Interview with Aaron Baute, VP of business & supply chain at Ivytech.
Need answers on how to implement VR training in a large scale training institution?
VP of business & supply chain at Ivytech, Aaron Baute, was also present in the Seminar. He answered some of our questions in a recent interview with us.
Who are you?
Aaron Baute, Ivytech community college, VP of business & supply chain, responsible for developing the curriculum.
Ivytech is Indiana‘s community college system, encompassing more than 40 locations. It is the state’s largest public postsecondary institution and the nation’s largest individual accredited statewide community college system serving 169,527 students annually on campus and online during the 2020-2021 school year.
Deploys 6 forklift-simulators at various campuses since 2019.
Why did you start VR learning?
Indian there were a lot of manufacturers requesting forklift training. A cost differential between what they want to pay and what it costs to deliver training.
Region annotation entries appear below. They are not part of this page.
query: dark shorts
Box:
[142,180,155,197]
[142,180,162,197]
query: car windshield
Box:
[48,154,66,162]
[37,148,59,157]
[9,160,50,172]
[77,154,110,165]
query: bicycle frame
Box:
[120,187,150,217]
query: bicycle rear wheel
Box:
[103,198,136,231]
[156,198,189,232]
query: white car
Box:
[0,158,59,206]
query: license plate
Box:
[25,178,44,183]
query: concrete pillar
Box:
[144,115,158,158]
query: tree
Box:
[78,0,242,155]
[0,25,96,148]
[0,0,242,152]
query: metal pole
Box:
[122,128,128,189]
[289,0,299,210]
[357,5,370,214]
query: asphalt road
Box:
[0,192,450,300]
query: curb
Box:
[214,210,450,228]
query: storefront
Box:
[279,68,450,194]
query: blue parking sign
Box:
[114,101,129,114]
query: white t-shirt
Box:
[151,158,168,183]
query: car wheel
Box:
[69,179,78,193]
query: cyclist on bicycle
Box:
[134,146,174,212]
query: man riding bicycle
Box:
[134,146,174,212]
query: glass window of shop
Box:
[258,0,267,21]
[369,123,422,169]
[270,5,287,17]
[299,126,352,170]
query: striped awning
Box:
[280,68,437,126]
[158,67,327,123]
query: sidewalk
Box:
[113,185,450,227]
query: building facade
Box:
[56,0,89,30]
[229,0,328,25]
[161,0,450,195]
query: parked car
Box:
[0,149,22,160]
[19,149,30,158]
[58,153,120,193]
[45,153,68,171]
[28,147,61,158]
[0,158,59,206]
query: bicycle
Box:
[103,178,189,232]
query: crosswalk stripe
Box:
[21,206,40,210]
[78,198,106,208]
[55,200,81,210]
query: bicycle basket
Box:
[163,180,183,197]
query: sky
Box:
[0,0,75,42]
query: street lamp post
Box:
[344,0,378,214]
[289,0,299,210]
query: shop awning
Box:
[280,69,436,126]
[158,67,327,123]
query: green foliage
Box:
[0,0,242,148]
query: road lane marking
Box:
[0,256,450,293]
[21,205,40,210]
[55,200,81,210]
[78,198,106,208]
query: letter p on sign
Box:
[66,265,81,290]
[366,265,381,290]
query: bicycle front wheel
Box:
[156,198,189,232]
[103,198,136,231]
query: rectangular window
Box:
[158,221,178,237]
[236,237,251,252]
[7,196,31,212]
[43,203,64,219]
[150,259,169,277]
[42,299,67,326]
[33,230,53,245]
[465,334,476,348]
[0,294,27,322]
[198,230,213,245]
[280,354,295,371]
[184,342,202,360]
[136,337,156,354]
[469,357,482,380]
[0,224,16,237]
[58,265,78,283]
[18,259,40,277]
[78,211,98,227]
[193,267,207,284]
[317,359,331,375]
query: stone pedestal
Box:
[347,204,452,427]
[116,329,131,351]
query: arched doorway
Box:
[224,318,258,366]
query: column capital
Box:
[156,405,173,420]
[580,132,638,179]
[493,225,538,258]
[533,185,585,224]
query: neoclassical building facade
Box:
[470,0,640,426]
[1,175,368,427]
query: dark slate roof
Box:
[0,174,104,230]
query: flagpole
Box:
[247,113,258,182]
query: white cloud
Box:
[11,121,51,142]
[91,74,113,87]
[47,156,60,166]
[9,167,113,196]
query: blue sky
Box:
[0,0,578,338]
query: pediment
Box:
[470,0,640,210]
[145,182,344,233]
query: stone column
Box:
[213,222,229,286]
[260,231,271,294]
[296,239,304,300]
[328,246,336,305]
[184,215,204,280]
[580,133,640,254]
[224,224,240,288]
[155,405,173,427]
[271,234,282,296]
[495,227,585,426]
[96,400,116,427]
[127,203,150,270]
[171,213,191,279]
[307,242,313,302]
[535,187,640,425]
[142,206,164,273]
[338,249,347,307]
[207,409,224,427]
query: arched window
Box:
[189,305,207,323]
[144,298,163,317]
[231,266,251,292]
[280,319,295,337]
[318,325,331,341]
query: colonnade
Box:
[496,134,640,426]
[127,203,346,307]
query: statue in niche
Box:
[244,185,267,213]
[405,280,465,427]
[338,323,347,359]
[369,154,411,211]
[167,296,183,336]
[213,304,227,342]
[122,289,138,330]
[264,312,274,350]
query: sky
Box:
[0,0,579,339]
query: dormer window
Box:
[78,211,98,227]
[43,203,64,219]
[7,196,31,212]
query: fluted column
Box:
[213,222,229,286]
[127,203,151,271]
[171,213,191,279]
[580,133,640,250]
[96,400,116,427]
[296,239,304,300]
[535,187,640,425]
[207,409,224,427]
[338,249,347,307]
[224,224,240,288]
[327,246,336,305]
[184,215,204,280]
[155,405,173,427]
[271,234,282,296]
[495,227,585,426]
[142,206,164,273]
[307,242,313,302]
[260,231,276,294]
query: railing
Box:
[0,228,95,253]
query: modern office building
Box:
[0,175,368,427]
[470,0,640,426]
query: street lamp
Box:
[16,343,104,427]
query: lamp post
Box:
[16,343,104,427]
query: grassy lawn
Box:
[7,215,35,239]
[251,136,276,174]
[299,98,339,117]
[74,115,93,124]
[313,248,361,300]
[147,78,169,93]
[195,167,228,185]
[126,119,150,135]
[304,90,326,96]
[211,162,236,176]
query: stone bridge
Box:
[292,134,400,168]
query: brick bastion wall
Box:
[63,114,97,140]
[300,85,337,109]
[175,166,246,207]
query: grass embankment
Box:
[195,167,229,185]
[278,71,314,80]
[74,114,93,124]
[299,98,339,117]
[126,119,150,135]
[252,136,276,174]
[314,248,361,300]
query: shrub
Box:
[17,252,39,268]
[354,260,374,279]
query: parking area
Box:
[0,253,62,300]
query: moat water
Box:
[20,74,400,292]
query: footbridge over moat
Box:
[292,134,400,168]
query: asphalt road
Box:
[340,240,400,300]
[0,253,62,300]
How did you hear about virtual reality?
We’ve seen immersive learning. We used it to substitute tours, to give younger people an idea of what a manufacturing site looks through 360 viewing. Initially it was not really learning more awareness.
How did you decide?
We were lucky to have a case study out of our campus, in a high school nearby. They had manufacturing students. Because of the training on the simulator they had 18 students out of a class of 30 being offered jobs as forklift operator upon graduating. We were very encouraged by that relevant example. Although it was high school it translated very well to the college environment.
How did you implement a VR program?
We had industry come in and captured their feed-back. Letting them use and experience it. Have them validate. We worked with Purdue manufacturing center and they saw the value too. It evolved by demonstrating the value on the front end, then getting partners involved, industry and other education. Funding and deploying them throughout the state.
How do people react
The instructors love it. We’re skilling up students to get a job while at college. This is relatively quick.
We looked at the competence of the students. When it really matters is when these students go to the employers and how much they’ve gained. What we’re hearing from industry that 80% of the training can be achieved in virtual reality. That’s awesome.
We’re developing scripts and programs geared towards technicians so they can gain practice to interact with people in different situations, so they become better round super star employees.
How will immersive learning in VR evolve?
There will be a lot more VR used in colleges. It allows students to experience environments that are sometimes too expensive or complex to duplicate in college.
Makes it more accessible to students and allows flexibility in teaching. Virtual reality creates awareness, provides training and lets students connect better with employers.